I'll end this packed entry with a live performance video of "Sadie." I love how the first line is met with such roaring applause and cheers that Joanna giggles through "white coat."

3 comments:

Kat said...

Curious. I was also very struck by this song - probably my favourite on the albumn - but what I took out of it was quite different. No doubt due to my own experiences of the last few years, I took it to be a song about existential crisis ("all that I knew is moving away from me"), disillusionment with faith ("up in the clouds where he almost heard you"), and drifting away from God, but being unwilling to break the tie completely ("I have not forgot, but a silence crept over me").

Interesting to learn what she was really meaning, though it's always nice when a song can be so amorphous that it can be applied to all sorts of situations and emotions.

port956 said...

Thanks for the Newsom quotes. I thought I'd read somewhere before that Sadie was made up, but this seems definitive. Is that Sadie in the background of the pic I wonder?

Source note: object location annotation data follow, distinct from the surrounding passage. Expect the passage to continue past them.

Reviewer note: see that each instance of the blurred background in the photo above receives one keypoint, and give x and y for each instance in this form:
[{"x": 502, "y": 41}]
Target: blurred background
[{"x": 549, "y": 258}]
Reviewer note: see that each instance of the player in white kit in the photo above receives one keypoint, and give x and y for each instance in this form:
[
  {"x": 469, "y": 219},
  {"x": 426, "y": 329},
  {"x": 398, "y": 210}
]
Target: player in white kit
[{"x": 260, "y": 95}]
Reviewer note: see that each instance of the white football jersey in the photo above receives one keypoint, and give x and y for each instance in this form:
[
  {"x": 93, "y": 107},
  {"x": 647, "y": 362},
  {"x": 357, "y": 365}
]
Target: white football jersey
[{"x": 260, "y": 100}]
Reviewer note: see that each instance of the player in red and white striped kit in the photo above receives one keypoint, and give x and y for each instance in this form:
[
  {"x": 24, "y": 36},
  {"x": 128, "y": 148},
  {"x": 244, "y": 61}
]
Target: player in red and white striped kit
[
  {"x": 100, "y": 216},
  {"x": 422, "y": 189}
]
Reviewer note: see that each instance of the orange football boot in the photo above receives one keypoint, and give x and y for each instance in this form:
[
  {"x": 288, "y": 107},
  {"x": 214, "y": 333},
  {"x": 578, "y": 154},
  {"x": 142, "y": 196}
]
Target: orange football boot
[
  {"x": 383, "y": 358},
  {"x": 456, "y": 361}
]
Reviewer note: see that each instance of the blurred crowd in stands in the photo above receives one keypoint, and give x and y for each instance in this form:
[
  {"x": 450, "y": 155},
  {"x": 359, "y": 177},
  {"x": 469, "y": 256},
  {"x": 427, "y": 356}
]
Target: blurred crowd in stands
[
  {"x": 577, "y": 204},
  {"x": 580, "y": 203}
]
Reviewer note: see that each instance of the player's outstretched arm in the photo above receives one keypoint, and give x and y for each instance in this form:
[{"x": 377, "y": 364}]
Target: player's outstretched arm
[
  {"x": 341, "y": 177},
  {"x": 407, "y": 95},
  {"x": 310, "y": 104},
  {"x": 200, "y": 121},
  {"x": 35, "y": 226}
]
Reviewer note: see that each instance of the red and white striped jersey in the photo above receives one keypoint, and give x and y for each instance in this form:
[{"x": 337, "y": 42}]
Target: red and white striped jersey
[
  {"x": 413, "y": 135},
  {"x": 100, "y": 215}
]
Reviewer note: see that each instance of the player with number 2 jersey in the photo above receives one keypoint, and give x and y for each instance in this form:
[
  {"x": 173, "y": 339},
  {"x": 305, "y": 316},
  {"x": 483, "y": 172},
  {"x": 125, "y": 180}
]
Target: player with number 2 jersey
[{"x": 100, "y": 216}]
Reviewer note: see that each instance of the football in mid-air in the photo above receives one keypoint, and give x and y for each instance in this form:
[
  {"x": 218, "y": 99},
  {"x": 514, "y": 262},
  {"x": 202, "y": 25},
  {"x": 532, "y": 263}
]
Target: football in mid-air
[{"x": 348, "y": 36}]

Songs about dogs can be touching enough anyway, so needless to say Joanna takes it to a whole new level, combining it with themes of mortality. The whole album is great, and this track is exquisite. One of my favourites too.

Unknown said...

I have a dog named Sadie, Sadie Sue, she is 13 years old. She will be my maid of honor next week in our wedding. This song means the world to me and Joanna's music reaches my inner senses that are hard to communicate. I love Sadie so much (my dog and the song) I guess a week before the wedding I am revisiting so many important loves in my heart. Sadie is certainly one of them. I'm just glad she is there at 13. I also wanted to say, my father-daughter dance is "Clam, Crab Cockle Cowrie"
For some reason, it's just perfect.

Thank you Joanna, for such beautiful music!